Sales Compensation--Fair Play, Fair Pay
Who should write this document? DeWese believes that the owner/CEO, the sales manager and the salesperson should write the document together.
Not all printers agree. At one such printing company, the vice president of sales and the CFO write the document, with no input from the salesperson: "I like [having a document] because it helps to direct the salesperson toward what he should be doing."
Finally, Chadwick recommends an annual review of the compensation plan and the agreement.
"By reviewing the plan each year, management and the participants will become more sensitive to how the plan does or does not support the company's performance over the course of that year," maintains Chadwick.
—Barbara A. Bucci
Aside from the usual expectations anyone has of his/her employees (like honesty, loyalty and hard work), what can you reasonably expect from the salesperson you have just hired?
Harris DeWese believes that some of the most important attributes to demand from your sales staff are diligence, personal development, fiduciary responsibility, technical expertise, closing skills (as in remembering to ask for the order), team participation and new account development.

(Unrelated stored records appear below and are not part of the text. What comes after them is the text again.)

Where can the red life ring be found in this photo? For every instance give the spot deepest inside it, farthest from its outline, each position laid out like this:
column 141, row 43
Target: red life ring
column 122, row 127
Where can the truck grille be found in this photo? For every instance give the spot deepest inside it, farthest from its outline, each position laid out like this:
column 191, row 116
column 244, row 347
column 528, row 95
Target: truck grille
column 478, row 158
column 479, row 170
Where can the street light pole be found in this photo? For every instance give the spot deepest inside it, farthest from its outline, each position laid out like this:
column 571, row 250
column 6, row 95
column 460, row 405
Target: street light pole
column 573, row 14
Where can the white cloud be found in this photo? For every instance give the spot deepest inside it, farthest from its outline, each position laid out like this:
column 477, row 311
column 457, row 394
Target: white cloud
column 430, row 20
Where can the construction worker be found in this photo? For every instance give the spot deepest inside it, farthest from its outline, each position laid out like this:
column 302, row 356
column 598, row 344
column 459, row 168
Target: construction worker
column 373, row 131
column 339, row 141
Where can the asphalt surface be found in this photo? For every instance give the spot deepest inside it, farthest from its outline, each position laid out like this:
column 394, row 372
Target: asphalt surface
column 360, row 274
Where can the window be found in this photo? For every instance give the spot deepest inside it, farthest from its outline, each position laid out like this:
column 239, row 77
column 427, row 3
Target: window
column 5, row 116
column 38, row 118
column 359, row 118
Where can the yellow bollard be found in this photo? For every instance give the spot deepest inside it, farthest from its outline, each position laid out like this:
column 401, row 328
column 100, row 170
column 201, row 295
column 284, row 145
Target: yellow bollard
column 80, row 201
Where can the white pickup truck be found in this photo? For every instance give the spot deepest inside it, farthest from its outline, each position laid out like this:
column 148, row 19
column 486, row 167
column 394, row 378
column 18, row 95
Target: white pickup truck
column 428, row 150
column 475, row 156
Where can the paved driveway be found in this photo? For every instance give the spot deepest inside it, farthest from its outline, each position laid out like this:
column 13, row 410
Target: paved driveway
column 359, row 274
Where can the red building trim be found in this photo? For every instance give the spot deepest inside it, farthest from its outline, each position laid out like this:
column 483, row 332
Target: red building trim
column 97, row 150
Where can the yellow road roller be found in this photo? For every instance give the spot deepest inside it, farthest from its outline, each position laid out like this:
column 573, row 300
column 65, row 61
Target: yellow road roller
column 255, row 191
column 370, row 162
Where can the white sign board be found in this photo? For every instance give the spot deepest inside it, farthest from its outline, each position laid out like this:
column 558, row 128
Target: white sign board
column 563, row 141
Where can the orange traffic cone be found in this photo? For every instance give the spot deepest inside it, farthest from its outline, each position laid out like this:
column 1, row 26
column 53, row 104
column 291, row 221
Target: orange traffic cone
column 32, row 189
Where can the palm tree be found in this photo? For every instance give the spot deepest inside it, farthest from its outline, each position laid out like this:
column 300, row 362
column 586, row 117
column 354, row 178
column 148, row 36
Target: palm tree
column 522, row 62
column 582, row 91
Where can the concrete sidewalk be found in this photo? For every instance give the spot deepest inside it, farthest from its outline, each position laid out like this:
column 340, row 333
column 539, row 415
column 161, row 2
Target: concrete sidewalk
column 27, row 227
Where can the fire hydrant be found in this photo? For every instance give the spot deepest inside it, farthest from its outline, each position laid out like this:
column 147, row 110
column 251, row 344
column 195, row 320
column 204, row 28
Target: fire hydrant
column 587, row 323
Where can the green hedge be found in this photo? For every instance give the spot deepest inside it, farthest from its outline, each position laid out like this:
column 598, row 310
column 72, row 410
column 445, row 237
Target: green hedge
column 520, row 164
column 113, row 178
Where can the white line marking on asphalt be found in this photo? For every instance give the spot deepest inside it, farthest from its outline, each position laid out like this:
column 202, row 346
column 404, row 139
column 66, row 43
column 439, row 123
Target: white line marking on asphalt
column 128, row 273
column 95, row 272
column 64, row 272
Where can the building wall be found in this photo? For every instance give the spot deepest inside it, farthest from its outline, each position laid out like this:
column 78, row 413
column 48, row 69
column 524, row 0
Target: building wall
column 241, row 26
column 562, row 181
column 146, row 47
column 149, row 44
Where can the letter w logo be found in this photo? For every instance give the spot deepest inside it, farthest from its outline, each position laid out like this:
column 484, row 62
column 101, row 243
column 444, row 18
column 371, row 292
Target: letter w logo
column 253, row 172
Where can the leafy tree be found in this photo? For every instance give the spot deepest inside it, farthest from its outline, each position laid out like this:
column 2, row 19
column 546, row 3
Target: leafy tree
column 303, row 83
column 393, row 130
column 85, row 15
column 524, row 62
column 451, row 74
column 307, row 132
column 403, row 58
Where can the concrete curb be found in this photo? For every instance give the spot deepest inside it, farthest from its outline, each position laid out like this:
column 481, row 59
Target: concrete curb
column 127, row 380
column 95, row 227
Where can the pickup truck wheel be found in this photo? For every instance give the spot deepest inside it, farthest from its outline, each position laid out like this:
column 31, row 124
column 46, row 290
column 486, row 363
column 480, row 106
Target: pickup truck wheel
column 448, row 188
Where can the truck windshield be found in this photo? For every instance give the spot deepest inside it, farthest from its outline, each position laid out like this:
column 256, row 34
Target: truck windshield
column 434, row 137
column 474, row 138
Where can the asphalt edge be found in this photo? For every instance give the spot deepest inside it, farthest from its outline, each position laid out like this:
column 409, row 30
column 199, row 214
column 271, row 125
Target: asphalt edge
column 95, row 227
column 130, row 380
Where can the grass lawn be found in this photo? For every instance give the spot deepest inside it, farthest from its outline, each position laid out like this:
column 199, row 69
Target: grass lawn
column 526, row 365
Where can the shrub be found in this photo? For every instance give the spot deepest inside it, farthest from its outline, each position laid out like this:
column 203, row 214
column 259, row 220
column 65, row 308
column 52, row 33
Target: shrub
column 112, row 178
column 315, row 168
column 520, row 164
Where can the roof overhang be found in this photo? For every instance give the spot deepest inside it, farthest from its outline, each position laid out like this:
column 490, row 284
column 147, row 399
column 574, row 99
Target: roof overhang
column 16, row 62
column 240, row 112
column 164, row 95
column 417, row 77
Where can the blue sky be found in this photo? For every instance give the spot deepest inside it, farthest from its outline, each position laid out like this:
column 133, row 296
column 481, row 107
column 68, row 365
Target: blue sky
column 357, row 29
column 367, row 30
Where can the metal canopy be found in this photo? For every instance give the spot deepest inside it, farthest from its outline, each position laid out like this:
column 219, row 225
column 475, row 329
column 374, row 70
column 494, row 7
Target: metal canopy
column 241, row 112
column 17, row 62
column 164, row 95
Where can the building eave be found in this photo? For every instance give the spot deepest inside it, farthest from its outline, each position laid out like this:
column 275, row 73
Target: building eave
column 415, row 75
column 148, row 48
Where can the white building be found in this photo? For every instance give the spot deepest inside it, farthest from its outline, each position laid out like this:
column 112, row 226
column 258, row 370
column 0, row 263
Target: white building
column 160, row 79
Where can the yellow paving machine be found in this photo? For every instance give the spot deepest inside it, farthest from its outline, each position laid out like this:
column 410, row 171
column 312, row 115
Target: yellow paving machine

In addition, printers should consider sales generated per type of service.
"Generally, a salesperson who sells more than $1 million worth of sheetfed business, for a $10 million sheetfed company located anywhere in the United States, is performing well. This amount would generate $650,000 to $750,000 in value added," notes DeWese.
By contrast, a good measure of satisfactory performance by a web printing salesperson is about $2 million in sales, because the run lengths are longer and the projects are bigger. Also, salespeople who sell publication printing should peddle about $6 million to $8 million in services.